Knowing you don't want to stay where you are is only the first step, but wouldn't it be nice if that was all you had to know? If the universe aligned to give you a cosmic sign, if your guardian angels whispered your next step in your ear, if all signs and opportunities led to one fateful place, where everything would make sense? If wishing made it so, we'd already be moved and settled in the place we need to be.
Being an adult so rarely relies on wishing, though—as my friends and I have chatted about quite a bit recently, this whole "When you grow up you can do whatever you want!" sentiment was way oversold by our parents, and it is not the theme-park fantasy we imagined when we were ten. Sure, you can live wherever you want, if you can afford it, have job security, have people in your network to help you, etc. When it is your home, you can certainly make all the rules, but of course, you will also pay for all the repairs, do all the cleaning, and be shocked over how much it costs to buy things like lamps and rugs. When you have choices, you will have gains and losses, and the big magic trick of adulthood may be learning how to settle in and deal with both simultaneously in an upbeat and practical way.
So, where will we go? We don't know. Chicago has become home, as all places do, but especially places with as much to offer as this one. We've been spoiled by kind neighbors, a gorgeous neighborhood, and access to everything—EVERYTHING—we could possibly want to eat/do/experience/purchase/explore at our doorstep. We have also come to realize that living on the fourth story is not a good fit for us anymore—older relatives will soon no longer be able to visit us, and others who are not ambulatory have never been able to do so. What we purchased as a temporary place for the purpose of attending graduate school has served its purpose, and now, we must find the next spot.

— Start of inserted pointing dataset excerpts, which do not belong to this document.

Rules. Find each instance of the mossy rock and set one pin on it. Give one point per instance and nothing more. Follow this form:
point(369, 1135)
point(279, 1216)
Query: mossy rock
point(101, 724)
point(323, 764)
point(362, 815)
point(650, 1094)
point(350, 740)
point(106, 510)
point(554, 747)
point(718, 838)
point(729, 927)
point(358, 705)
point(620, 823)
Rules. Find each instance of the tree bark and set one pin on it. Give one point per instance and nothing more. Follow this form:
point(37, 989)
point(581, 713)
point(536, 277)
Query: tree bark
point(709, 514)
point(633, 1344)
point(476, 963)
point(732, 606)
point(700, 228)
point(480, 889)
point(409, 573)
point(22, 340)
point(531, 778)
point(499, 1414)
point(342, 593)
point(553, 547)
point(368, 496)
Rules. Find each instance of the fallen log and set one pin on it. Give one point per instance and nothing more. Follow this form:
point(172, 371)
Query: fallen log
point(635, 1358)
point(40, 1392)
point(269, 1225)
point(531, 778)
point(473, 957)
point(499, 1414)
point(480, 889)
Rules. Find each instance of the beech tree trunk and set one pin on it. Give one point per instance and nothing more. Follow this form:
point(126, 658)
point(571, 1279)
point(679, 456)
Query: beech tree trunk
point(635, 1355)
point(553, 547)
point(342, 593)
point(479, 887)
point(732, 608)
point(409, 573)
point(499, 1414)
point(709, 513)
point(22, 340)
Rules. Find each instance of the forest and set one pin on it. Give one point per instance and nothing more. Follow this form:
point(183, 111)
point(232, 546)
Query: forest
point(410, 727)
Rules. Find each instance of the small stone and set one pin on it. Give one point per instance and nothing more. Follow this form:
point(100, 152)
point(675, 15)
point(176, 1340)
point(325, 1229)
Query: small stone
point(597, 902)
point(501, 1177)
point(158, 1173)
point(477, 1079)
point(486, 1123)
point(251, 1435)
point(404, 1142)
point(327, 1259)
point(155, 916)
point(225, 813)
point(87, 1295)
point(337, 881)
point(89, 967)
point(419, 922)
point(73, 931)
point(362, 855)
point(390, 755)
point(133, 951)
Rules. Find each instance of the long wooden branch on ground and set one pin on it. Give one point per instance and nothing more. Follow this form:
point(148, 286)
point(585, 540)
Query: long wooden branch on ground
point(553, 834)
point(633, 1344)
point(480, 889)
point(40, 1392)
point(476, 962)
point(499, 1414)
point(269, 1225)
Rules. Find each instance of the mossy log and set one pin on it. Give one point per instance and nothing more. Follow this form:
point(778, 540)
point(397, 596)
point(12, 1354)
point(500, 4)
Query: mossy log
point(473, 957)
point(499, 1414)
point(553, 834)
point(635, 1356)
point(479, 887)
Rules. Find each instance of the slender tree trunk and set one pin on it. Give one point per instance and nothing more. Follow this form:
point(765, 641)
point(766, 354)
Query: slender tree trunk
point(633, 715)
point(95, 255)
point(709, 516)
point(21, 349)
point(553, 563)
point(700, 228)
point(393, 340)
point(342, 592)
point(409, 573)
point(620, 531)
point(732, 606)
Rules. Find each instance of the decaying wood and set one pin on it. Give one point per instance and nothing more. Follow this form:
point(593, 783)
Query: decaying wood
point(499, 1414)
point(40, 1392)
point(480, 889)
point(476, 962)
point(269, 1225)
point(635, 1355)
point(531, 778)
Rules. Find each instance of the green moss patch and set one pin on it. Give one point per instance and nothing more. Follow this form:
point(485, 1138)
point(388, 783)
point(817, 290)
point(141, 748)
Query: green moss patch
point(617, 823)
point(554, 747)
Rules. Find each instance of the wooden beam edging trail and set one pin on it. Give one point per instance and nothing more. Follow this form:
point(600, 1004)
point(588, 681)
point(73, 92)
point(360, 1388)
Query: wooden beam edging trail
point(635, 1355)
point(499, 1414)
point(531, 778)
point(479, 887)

We've learned that, at least for us, it takes roughly seven years to make a place truly home. Seven years can help you find friends, establish routines, learn all the sneaky routes to all the stores and activities that you frequent, and generally feel a part of a place. We did it in DC. We did it here. We can do it again. Years two-three can feel slow and sad, but seven years goes surprisingly fast.
How do I feel about this? Terrified. It's one thing to know something doesn't work well anymore, it is another thing entirely to launch into the unknown. Again, if I could just get some tea leaves to speak to me, this would be so much easier, and I find it very aggravating that a) I don't like tea, and b) no one else's cup has given them any signs we could use.
Our post-holiday schedule now looks something like this:
1) Evaluate our finances (again)
2) Set some goals/actions for savings
3) Contact realtor (again)
4) Finish up house projects/staging
5) Get pre-approved for a loan (so we know what we are looking at)
6) Continue to conduct widespread job search (for me) in areas where we want to live, including, but not limited to, the Chicago area
7) Breathe, try not to overeat from stress, breathe some more
8) Do a big whiteboard exercise where we exhaust all the pros and cons of every possibility, and then just take a giant leap
9) Breathe some more
10) Pray for patience and insight, then ask for help on the ground.
But if anyone wants to read our palms or have a vision on our behalf beforehand, we'd gladly take it.